L’académie de Martinique, quant à elle, invite les établissements scolaires à valoriser les dispositifs académiques développés pour lutter contre l’illettrisme, en permettant aux élèves de présenter leurs projets et initiatives. Cette démarche vise à renforcer la prise de conscience dès le plus jeune âge et à intégrer la lutte contre l’illettrisme au cœur du parcours éducatif.

Les Opco (Opérateurs de compétences) tels qu’EP, Uniformation et Akto, s’investissent également en mettant l’accent sur la formation professionnelle. Ils organisent des événements pour récompenser les apprenants ayant validé leur certificat Cléa, un diplôme qui atteste des compétences de base indispensables dans le monde du travail. Cette reconnaissance vise à encourager la persévérance des personnes en situation d’illettrisme et à valoriser leurs efforts.

Le CNFPT (Centre national de la fonction publique territoriale) s’engage de son côté en organisant des formations pour ses agents, notamment avec la présentation de l’outil d’évaluation EVA, qui permet de mesurer les compétences de base des personnes accompagnées. Cette initiative vise à renforcer les capacités des agents publics à repérer et accompagner les personnes en difficulté.

Deux associations locales, la Maison ducossaise du savoir et Hop !, apportent leur contribution en proposant des ateliers créatifs et des travaux sur l’estime de soi.

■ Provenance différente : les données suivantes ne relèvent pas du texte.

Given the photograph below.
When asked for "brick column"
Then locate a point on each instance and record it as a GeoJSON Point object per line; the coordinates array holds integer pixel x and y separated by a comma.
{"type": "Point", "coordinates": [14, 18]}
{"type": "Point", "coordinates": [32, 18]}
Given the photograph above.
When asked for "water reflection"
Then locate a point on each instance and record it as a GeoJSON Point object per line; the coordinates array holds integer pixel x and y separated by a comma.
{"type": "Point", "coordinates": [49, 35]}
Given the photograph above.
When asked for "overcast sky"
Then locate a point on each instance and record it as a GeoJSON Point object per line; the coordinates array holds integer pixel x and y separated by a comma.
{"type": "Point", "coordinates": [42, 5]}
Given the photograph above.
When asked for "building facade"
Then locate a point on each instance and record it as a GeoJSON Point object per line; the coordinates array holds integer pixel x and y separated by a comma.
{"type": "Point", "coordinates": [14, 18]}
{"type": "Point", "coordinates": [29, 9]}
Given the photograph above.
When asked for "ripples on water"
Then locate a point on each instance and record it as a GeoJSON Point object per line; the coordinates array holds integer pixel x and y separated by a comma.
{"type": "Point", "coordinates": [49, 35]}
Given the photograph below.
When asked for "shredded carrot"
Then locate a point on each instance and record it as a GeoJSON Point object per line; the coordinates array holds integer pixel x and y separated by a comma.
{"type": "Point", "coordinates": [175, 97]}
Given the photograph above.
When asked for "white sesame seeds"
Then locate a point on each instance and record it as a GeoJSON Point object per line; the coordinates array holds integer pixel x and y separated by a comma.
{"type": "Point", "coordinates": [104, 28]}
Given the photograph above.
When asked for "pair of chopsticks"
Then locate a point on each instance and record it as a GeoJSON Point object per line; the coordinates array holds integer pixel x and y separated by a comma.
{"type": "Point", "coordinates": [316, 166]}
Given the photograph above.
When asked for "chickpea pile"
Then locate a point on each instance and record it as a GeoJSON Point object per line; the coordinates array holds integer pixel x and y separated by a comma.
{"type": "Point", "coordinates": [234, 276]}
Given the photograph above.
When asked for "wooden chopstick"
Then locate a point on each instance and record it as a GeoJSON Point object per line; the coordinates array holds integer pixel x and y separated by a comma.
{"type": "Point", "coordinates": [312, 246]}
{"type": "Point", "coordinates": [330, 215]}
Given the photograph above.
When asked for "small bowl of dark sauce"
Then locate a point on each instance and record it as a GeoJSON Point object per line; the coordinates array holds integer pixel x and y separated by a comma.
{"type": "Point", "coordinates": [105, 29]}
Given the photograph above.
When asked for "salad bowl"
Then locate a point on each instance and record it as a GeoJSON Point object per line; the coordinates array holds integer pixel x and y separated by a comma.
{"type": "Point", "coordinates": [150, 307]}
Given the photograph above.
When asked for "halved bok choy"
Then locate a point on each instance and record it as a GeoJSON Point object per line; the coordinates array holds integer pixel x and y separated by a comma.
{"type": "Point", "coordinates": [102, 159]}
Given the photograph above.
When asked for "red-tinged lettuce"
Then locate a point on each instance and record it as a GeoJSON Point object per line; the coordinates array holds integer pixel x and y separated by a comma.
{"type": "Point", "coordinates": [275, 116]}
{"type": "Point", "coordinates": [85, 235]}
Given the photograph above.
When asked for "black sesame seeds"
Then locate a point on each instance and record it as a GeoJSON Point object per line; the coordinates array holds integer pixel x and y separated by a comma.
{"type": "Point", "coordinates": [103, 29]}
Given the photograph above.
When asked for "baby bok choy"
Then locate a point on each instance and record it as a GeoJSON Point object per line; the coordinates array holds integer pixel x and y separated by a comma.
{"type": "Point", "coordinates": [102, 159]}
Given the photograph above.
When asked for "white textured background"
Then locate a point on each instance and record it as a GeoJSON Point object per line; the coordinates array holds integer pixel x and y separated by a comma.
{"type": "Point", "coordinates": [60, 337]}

La première lance un « explorateur de mots », tandis que la seconde se concentre sur des activités visant à renforcer la confiance en soi des participants, un aspect souvent négligé mais crucial pour surmonter les obstacles liés à l’illettrisme.

Enfin, le CCAS (Centre communal d’action sociale) de la ville de Sainte-Marie met en place une campagne de sensibilisation destinée à ses conseillers pour mieux repérer les situations d’illettrisme parmi la population qu’ils accompagnent. Cette action témoigne de l’importance de la lutte contre l’illettrisme à tous les niveaux de la société, y compris au sein des services publics locaux.

L’édition 2024 des JNAI, placée sous le thème « En parler pour avancer », souligne l’importance de briser le silence autour de l’illettrisme. Trop souvent, les personnes concernées préfèrent cacher leurs difficultés par crainte de stigmatisation. Cette semaine d’action est l’occasion de lever ce tabou, de libérer la parole et de montrer que des solutions existent pour chacun.

Un numéro vert gratuit, le 0 800 11 10 35, est disponible pour toutes les personnes souhaitant obtenir des informations ou de l’aide concernant l’illettrisme. Pour en savoir plus sur les initiatives locales, n’hésitez pas à contacter l’Agefma au 0596 71 11 02.

Ces Journées nationales d’action contre l’illettrisme sont une opportunité précieuse pour renforcer la visibilité des actions menées en Martinique et ailleurs, pour sensibiliser le public à l’ampleur du problème et pour mobiliser encore davantage de ressources humaines et financières afin d’éradiquer ce fléau. Parce que l’illettrisme n’est pas une fatalité, mais un défi que nous pouvons relever ensemble.